Interestingly, research suggests that therapists feel less ethically conflicted about entering these relationships with former clients than they have in the past.
Let’s understand American Psychological Association’s stand point with the code of ethics mentioning Multiple Relationships.
[Section 3.05] Ethical Principles of Psychologists and Code of Conduct (2016)
3.05 Multiple Relationships
- A multiple relationship occurs when a psychologist is in a professional role with a person and
(1) at the same time is in another role with the same person, (2) at the same time is in a relationship with a person closely associated with or related to the person with whom the psychologist has the professional relationship, or (3) promises to enter into another relationship in the future with the person or a person closely associated with or related to the person.
A psychologist refrains from entering into a multiple relationship if the multiple relationship could reasonably be expected to impair the psychologist’s objectivity, competence, or effectiveness in performing his or her functions as a psychologist, or otherwise risks exploitation or harm to the person with whom the professional relationship exists.
Multiple relationships that would not reasonably be expected to cause impairment or risk exploitation or harm are not unethical.
- If a psychologist finds that, due to unforeseen factors, a potentially harmful multiple relationship has arisen, the psychologist takes reasonable steps to resolve it with due regard for the best interests of the affected person and maximal compliance with the Ethics Code.
- When psychologists are required by law, institutional policy, or extraordinary circumstances to serve in more than one role in judicial or administrative proceedings, at the outset they clarify role expectations and the extent of confidentiality and thereafter as changes occur.
The Association of State and Provincial Psychology Boards (ASPPB) Code of Conduct (2018)
RULES OF CONDUCT. B. Multiple Relationships
Definition of multiple relationships.Psychologists recognize that multiple relationships may occur because of the psychologist’s present or previous familial, social, emotional, financial, supervisory, political, administrative or legal relationship with the client or a relevant person associated with or related to the client.
Psychologists take reasonable steps to ensure that if such a multiple relationship occurs, it is not exploitative of the client or a relevant person associated with or related to the client.
Prohibited Multiple Relationships.
- A multiple relationship that is exploitative of the client or a relevant person associated with or related to the client is prohibited.
- Psychologists take all reasonable steps to ensure that any multiple relationships do not impair the psychologist’s professional judgment or objectivity or result in a conflict of interest with the client or a relevant person associated with or related to the client.
- Multiple relationships that would not reasonably be expected to impair a psychologist’s judgment or objectivity or risk harm to the client or relevant person associated with or related to the client are not expressly prohibited.
The therapeutic relationship is not a friendship.
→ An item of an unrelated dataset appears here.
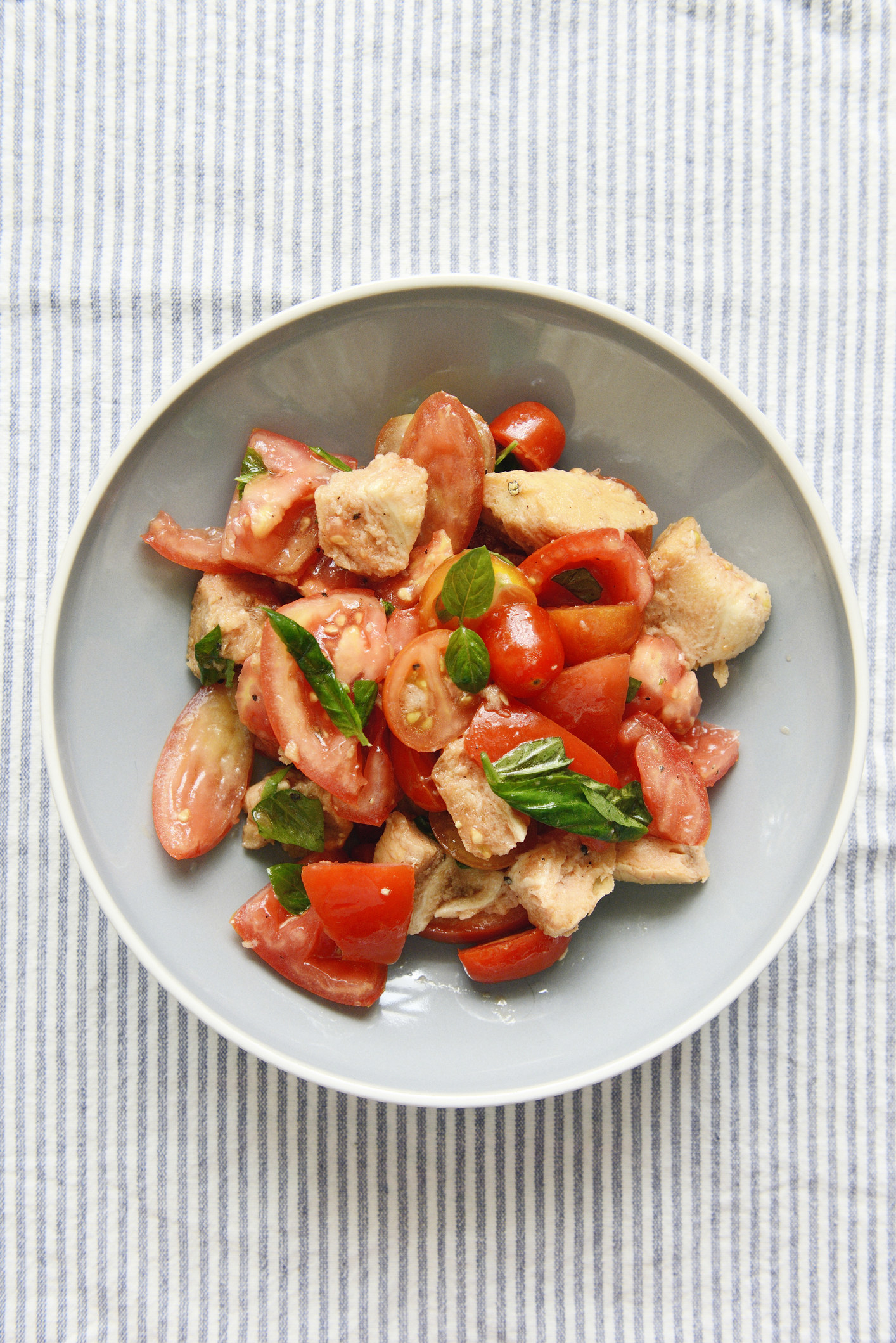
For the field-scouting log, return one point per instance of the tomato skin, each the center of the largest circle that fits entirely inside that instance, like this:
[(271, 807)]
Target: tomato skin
[(191, 547), (417, 680), (481, 927), (444, 439), (414, 774), (366, 907), (512, 958), (499, 731), (297, 947), (589, 700), (594, 631), (524, 649), (539, 434), (712, 750), (203, 771), (674, 792), (615, 560)]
It’s a professional relationship. You pay for services. The therapist is doing a job for you for which she or he is paid. It’s only natural. You’ve met with your therapist once a week for a year or more. You’ve shared some of your deepest concerns and worries. You’ve shared your triumphs and celebrations. They have supported you, rooted for you, listened to and soothed your pain.
It makes sense that you might want to normalize the relationship by asking to go for a coffee or have lunch; to invite them to a family wedding or at least to share more information about her life with you. However, It’s important for all of us to recognize that people can be friendly and supportive but not be friends.